BHR4350 Collective Bargaining
1.Should the company’s treatment of the grievant for the first two “sleeping on the job” incidents influence the outcome in this case? Explain.
2.Did the Company have just cause to dismiss the grievant for violating safety rules when in each instance cited, the truck was out of gear with the safety brake on?
3.Is the union’s argument that the grievant just appeared to be “sleeping” creditable in the absence of any testimony of support by the backhoe driver, a fellow union member?
Answer:
Answer- Yes, the company’s treatment of the grievant for the first two “sleeping on the job” incidents should influence the outcome in this case. This is because of the fact that it shows that it is very crucial it for the employer to have a clear rules as well as to impose them consistently in the workplace. After the first two incidents happened, the grievant was provided with a written warning which indicated termination of him from the job in case if such similar incidents he repeats again. He has been warned twice (Carrell & Heavrin, 2013). It was the third incident where repetition of the same mistake again had proved that grievant was careless. The first warning was not treated as a threat to the workplace safety because the grievant had his emergency brake on. If the employer had been treated the grievant with more seriousness and severity, then the grievant would have known not to repeat the same again.

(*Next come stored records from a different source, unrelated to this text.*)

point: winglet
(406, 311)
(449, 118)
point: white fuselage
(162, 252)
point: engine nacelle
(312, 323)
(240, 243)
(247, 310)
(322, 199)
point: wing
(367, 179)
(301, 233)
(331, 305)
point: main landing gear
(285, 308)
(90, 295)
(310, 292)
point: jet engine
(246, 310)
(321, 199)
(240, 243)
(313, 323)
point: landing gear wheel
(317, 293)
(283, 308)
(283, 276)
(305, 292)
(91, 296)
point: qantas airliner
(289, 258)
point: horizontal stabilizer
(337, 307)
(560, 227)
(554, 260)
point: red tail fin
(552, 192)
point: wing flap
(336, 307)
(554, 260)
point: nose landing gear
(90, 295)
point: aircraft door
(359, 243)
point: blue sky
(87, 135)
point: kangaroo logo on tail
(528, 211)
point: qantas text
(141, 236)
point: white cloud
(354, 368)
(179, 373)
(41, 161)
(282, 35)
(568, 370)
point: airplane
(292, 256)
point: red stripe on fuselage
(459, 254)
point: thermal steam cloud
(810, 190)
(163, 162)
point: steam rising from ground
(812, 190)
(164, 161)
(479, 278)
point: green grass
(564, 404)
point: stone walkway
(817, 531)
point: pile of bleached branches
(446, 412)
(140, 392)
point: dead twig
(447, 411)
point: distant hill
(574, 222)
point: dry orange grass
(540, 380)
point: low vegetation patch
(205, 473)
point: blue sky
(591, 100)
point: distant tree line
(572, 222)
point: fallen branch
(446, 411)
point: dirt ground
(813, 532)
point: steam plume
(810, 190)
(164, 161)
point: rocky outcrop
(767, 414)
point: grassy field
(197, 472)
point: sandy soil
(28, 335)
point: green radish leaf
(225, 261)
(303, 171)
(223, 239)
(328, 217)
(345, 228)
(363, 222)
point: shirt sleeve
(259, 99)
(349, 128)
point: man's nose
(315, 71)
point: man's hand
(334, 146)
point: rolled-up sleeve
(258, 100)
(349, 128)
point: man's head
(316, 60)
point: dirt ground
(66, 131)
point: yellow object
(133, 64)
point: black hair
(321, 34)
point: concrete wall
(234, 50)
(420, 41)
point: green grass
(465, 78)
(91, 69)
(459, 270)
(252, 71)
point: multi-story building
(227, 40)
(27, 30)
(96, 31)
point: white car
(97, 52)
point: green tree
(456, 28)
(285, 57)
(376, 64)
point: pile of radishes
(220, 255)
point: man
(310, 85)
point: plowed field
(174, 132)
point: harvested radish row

Answer- Yes, the company has just caused to dismiss the grievant for violating safety rules though the truck was out of gear with the safety break on. It was indeed vey risk. Sleeping during the working hour is unprofessional as well. However, in this context, as the grievant was sleeping, anything could have happened to him. Someone might have walked up the truck or would have pulled anything in front of it, anything that is important and he would not have seen it. Anything could have happened. The safety breaks of the truck could have failed. Therefore, it is very risk to fall asleep during the working hour, especially in such type of area and that too in a running vehicle.
Answer- No, the unions’ argument that the grievant just "appeared" to be sleeping is not credible without the support of the backhoe driver. This is because of the fact that the manager in this case study has just led to supposing or assuming that the grievant was fallen asleep (Carrell & Heavrin, 2013). With the same, it is also to state that at the time of occurrence of this incident, both the backhoe and the supervisor operator have observed that the grievant was asleep for a good number of minutes. Moreover, it is also true that he was also warned twice before for the same issue. Hence, it is likely that the grievant was sleeping and it is hard to say that it was a misapprehension or misconception.
References:
Carrell, M. R. & Heavrin, C. (2013). Labor relations and collective bargaining: Private and public sectors (10th ed.). Upper Saddle River, NJ: Prentice Hall.